Over the past few years, researchers have also been trying to evaluate emotional wellbeing from a teacher’s perspective. The issue has gotten so big that there’s a term specifically for teachers under work duress: “teacher burnout”. Unsurprisingly, this can have detrimental effects on multiple people, including students.
What is “Teacher Burnout”?
This relates to the term “burnout”, meaning that people who suffer from “burnout syndrome” face higher levels of emotional exhaustion, depersonalisation, and less personal achievement. Symptoms of burnout include chronic headaches and stomach aches, fatigue, a disrupted sleep pattern, and even chronic irritability, anxiety or depression.
In teachers, this can result in lower job satisfaction, higher incentives to leave the teaching profession, and poor physical health. It can also affect the relationship the teacher has with their classes, and the way they interact with students on a daily basis.
How Does This Affect a Student’s Grades?
Teachers with low job satisfaction, or with symptoms of burnout, may have low emotional wellbeing. As a result, this study found that teachers tend to mark with more bias depending on their emotional state. That meant that if teachers were in a more negative emotional state, they tended to grade harsher than usual, which impacted their students’ overall grades.
Burnout can also affect a teacher’s classroom management abilities. “Classroom management” is a term that describes how teachers are able to keep their teaching on track while managing the behaviours and attitudes of their students during class. This study found that emotional exhaustion, for example, made teachers less adept at classroom management, and affected their motivation to teach work. Because of this, students were more rowdy and disruptive during class, impacting everyone’s ability to learn during class.
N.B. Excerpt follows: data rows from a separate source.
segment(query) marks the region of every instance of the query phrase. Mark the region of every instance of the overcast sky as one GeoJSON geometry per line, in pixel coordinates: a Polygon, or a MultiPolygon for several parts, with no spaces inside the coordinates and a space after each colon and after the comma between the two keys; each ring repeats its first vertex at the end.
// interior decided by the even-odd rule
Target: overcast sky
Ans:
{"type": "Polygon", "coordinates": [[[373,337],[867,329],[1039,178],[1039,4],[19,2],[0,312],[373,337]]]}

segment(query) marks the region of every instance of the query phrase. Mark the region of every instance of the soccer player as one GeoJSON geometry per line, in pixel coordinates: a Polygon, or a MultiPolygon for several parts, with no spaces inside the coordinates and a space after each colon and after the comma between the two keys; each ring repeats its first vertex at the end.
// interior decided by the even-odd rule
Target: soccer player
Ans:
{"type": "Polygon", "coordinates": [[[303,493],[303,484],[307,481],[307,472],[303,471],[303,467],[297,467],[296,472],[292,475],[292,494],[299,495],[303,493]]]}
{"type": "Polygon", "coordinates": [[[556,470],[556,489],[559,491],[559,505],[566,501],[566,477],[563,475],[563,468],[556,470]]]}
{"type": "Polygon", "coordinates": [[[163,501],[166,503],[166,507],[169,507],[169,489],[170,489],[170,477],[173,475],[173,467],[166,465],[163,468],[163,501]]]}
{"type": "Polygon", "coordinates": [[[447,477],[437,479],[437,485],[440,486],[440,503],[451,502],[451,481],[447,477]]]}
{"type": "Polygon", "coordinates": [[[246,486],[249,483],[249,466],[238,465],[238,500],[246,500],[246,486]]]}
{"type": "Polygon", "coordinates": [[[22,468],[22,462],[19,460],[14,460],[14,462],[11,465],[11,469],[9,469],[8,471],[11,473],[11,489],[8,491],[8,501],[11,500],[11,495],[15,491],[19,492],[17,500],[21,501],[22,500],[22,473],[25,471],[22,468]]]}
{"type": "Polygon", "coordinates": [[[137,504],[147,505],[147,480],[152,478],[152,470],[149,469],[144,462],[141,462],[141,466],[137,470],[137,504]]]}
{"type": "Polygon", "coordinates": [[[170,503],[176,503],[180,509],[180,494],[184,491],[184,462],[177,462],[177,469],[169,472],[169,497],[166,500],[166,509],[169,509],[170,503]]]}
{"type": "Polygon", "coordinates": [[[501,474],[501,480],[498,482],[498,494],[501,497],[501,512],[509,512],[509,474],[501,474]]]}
How Can I Tackle Teaching Performance Issues?
It’s important to note that teaching performance is only a piece of the puzzle, not the solution in its entirety. If you think a student’s academic performance is impacted by the quality of teaching in the classroom, it’s important to:
- Talk to the student to understand what the day-to-day classroom environment is like.
- Try to get in contact with the teacher in question.
- Monitor the student’s results over time to see if there is a change.
- Ask the teacher in question if they have any feedback or comments to offer about the student’s academic performance or behaviour in class.
- Listen to the student if they are complaining about the same teacher consistently.
The answers to the abovementioned steps may help you deduce if a student’s academic performance may have been affected by teaching performance in particular. In general, it’s a good idea to establish a relationship with a student’s teachers to gain a better understanding of how they’re doing at school, both academically and emotionally.
Happy Lives, Happy Results
A lot of students fall into the trap that they have to get good grades or punish themselves for bad grades to do well at school. In reality, the secret to academic success often lies in spheres outside of school. Success really depends on a student’s ability to:
- Regulate their emotional wellbeing with adult support structures.
- Process emotional responses to academics.
- Monitor their classroom environment and involvement.
This process is always fluid and dynamic, depending on the student’s progress through school. With these skills in their classroom toolkit, they’ll be more than prepared to tackle the challenges the classroom throws at them.